Yazian fighting in the old days was throwing mud in your opponent’s face, then sitting on them. Since the Break, things have gotten more sophisticated. The enemy surprised us; suddenly water balloons were exploding all around. Some splashed in my eye and hurt like hell. Luckily, nothing touched my pack. I ducked for cover while the Yazians unslung their stomp rockets in pairs.

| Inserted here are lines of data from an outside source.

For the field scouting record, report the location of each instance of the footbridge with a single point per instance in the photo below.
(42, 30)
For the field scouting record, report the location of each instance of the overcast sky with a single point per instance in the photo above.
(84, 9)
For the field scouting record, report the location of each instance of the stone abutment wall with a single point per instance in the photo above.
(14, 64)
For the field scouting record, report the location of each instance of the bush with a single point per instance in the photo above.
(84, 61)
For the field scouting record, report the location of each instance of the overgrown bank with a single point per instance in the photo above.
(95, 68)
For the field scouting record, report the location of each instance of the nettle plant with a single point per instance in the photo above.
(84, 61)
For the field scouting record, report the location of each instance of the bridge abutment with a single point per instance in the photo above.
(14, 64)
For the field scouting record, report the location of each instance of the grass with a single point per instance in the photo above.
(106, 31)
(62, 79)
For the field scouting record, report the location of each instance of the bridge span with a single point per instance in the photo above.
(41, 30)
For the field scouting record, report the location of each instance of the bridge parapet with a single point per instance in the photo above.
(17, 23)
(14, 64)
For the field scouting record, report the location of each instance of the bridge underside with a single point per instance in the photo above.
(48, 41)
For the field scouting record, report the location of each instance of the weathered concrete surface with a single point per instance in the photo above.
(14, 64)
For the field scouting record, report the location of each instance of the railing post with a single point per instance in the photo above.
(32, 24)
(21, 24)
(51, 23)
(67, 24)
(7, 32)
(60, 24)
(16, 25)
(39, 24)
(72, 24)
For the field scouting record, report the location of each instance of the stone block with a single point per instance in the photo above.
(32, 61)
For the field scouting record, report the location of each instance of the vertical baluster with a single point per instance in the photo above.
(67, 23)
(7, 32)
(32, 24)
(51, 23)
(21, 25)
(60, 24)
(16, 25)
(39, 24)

One jumped on the bladder while the other aimed gobbets of corrosive glue at the charging enemy. Their aim was good: almost always right in the eye. The Yazian beside me was using a slingshot between two of its tentacles, firing what looked like (but can’t have been) some sort of fruit. We counter-charged, throwing sticky knotted bolas at the retreating enemy, entangling one. The Yazians pinned and immobilized their blinded opponents with whips, and strangled them. One they just sat on.
Before long we heard the yelling of a war band, and ran for the raft. The Yazian we left on board had been busy rigging something to the stern. As we piled on board, it yanked five ropes at once, pulling slipknots. The bundles of fibers untwisted convulsively, and there was threshing and flapping in the water behind us. The raft jerked forward into the channel, not for long but enough get clear of a shore filled with livid Yazians. We cowered under a mat as the mother of all stomp rockets dropped hissing blobs into the water near us, until the current caught and we were swept downstream.

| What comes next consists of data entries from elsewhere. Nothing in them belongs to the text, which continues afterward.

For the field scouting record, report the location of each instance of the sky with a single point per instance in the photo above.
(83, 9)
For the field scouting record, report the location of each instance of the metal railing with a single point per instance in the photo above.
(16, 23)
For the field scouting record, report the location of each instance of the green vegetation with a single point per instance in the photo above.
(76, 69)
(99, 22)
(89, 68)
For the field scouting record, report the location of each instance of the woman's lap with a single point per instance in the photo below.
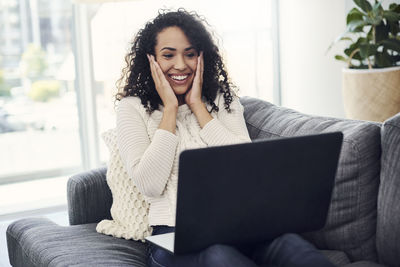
(287, 250)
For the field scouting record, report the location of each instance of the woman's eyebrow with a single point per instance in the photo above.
(174, 49)
(168, 48)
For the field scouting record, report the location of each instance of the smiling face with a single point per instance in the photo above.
(177, 59)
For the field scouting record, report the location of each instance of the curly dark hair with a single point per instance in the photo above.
(136, 79)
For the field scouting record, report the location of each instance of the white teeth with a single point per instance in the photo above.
(179, 78)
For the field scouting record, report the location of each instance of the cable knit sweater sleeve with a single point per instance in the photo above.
(148, 162)
(226, 128)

I gathered that our sortie had been a diversion. As we rounded a bend into a shallow gully, the river getting stronger all the while, I saw the real target. Suspended above us, straddling the rapids, was a huge clot of tents, sheets, and rope ladders, stretched between four thick hawsers. I could see maybe fifty Yazians climbing over and through it. We beached the raft under a bank of ferns, and picked our way up the slope to the nearest hawser, me lugging my pack. One of the Yazians pointed to the suspended village and whispered to me. “Baton!” he said. In Yazian, of course, but it’s one of the few words I know.
Until forty years ago, the Day Without Rain was the occasion for the famous Baton Race of Yaz. The Baton is, or was, a stick of solid rock, or maybe dense wood, about two feet long. Nobody knows exactly: the Yazians won’t let you near it. Baton is what the first anthropologists called it, of course; its Yazian name means something like “Doesn’t Bend”. It’s the most rigid, and most venerated, thing on the whole planet. Then one day a Yazian (tribe still disputed) decided to test the Baton’s name. They’ve been fighting ever since.

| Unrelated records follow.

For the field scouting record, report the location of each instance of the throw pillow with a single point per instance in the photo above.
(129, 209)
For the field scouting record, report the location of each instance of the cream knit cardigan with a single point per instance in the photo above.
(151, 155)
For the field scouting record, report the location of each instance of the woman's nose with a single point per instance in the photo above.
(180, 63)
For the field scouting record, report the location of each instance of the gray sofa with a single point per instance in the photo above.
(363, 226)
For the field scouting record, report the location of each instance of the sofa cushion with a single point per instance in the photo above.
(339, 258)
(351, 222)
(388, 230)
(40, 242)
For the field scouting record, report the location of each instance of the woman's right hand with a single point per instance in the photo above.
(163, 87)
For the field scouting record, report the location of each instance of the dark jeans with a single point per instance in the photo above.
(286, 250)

Apparently the pieces were kept in the village above us.
By the time we reached the hawser, we’d been spotted. A howling mob, brandishing whips and slingshots, poured out of the village, and swarmed up a suspension bridge towards us. My companions screamed taunts at them; I caught the chant of “Break you! Break you!” (my other Yazian word). I looked at the hawser; it was as thick as me, and plunged straight into the mud. Apparently, it was connected to a huge mesh of thick rope submerged about two feet deep in the marsh and spreading over a square mile. Even so, it must have been stressed close to its limit.
The mob was getting close. The Yazians all turned to me. ‘Time to earn ten thousand cubic meters of helium,’ I thought.
I opened my pack. And pulled out my chainsaw.